Я передергиваю плечами и честно отвечаю:
– Не знаю, воробышек, дорога покажет. Просто пойдем.
– Ты уверен? – задает она странный вопрос и хмурит брови, вглядываясь в мое лицо.
– Уверен, птичка. Оденься потеплее, ты совсем замерзла, и возьми с собой теплые носки. Я подожду за дверью.
– Нет! – она останавливает меня, стремительно поднимаясь с кровати. – Не уходи, – просит, делая ко мне шаг, но тут же поспешно отступает. – Не надо. Просто отвернись, этого будет достаточно.
Она не хочет оставаться одна, понимаю, но признаться в этом выше ее сил, и я уступаю. Я отворачиваюсь к двери и целую минуту разглядываю трещины в старой деревянной панели, соблюдая кодекс приличия, но девчонка манит меня к себе, как ночного мотылька фитилек, и я поворачиваю голову и нахожу ее отражение в потемневшем по краю овальном зеркале на стене…
Черт!
Птичка сняла халат, оставшись в черных трусиках-бикини, и ее стройная спина с перекинутыми на плечо волосами, тонкая талия и округлые бедра заставляют меня глубже вздохнуть и с досадой и болью за девчонку стиснуть зубы: я слишком сильно соскучился по ней, слишком сильно ждал встречи, чтобы сейчас заставить себя хоть на секунду отвести от нее взгляд. От моей птички, едва не угодившей в пасть к Ящеру.
Как же я тосковал по тебе, воробышек! Я бы проклял себя, если бы не успел.
Встреча с прошлым не прошла для девчонки бесследно: руки не послушны ей, а движения рассеянны. Она долго мучает застежку бюстгальтера, надевает джинсы, натягивает свитер… Включив фен, сушит волосы. Подойдя к шкафу и отворив длинную створку, долго смотрит на полку перед собой, пока наконец не достает две пары носков. Надев одну, вторую – шерстяную – растерянно держит в руках, прижав к груди, оглядывается на меня, видимо, не зная, что с ней делать.

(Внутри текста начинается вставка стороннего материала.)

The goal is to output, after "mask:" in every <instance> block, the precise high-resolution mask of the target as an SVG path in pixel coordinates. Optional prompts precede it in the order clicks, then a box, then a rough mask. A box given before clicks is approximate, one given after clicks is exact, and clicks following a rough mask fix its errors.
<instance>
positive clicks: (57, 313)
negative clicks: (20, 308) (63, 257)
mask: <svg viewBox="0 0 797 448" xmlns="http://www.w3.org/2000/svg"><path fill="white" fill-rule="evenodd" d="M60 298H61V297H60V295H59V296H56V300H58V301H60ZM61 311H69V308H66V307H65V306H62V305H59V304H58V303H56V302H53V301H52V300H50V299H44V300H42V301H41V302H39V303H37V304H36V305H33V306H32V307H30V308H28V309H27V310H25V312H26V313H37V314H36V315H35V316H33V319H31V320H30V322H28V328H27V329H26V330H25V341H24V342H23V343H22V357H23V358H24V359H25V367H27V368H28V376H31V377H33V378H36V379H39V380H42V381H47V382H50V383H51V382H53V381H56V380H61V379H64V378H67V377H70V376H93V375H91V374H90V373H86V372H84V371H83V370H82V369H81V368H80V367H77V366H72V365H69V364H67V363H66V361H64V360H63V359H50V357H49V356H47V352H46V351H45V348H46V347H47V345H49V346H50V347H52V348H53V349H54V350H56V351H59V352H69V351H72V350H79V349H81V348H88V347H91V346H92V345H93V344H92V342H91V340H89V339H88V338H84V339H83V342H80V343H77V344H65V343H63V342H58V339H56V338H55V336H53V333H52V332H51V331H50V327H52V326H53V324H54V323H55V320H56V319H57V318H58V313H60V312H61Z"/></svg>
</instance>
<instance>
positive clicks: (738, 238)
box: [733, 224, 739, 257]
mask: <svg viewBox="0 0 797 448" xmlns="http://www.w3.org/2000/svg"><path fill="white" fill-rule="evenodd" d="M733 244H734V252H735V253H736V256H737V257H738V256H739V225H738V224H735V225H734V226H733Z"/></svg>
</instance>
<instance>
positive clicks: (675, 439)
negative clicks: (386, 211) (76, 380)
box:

Я отбираю у нее носки и помогаю надеть куртку. Спрашиваю после ее минутного замешательства:
– Где твоя шапка, воробышек? На улице холодно.
Птичка оглядывается на вешалку и неуверенно бормочет:
– Не знаю. Кажется, потеряла. Но это не страшно, – говорит, застегивая ворот и сжимая его в пальцах, – ведь есть капюшон… Правда, я не помню, куда положила твой шарф…
Мой шарф… Я не хочу, но улыбаюсь про себя мыслям девчонки: воробышек-воробышек, ты неисправима.
Она берет со стола и надевает очки, наклоняется застегнуть ботинки, но очки тут же падают к ее ногам, не удержавшись на лице. Птичка поднимает их – погнутые, с трещинкой на стекле, пытается согнуть поврежденную дужку непослушными пальцами… Вновь надевает и застывает у двери, остановив взгляд на своем отражении в зеркале над умывальником…
Чертов ублюдок! Я чувствую, как во мне напрягается каждая мышца.
Когда ее рука, поднявшись, касается оцарапанной щеки и вспухших обветренных губ, я обнимаю девчонку за плечи и решительно вывожу из комнаты, не дав ей шанса вновь уйти в себя.
– Пошли, птичка!
– Да…
* * *В кинотеатре полно народу. Она сидит, уткнув нос в воротник своего пуховика, и, не мигая, смотрит перед собой на экран. Наверное, зря я выбрал комедию, воробышку совсем не смешно, впрочем, мне тоже. Но мы продолжаем молча смотреть фильм, в котором известный голливудский комик изображает важного профессора, в результате неудачного эксперимента над собой на глазах своей девушки и студентов-учеников демонстрирующего истовую влюбленность в молоденькую самку кенгуру, в результате чего все время получает от озадаченного животного передними лапами по морде.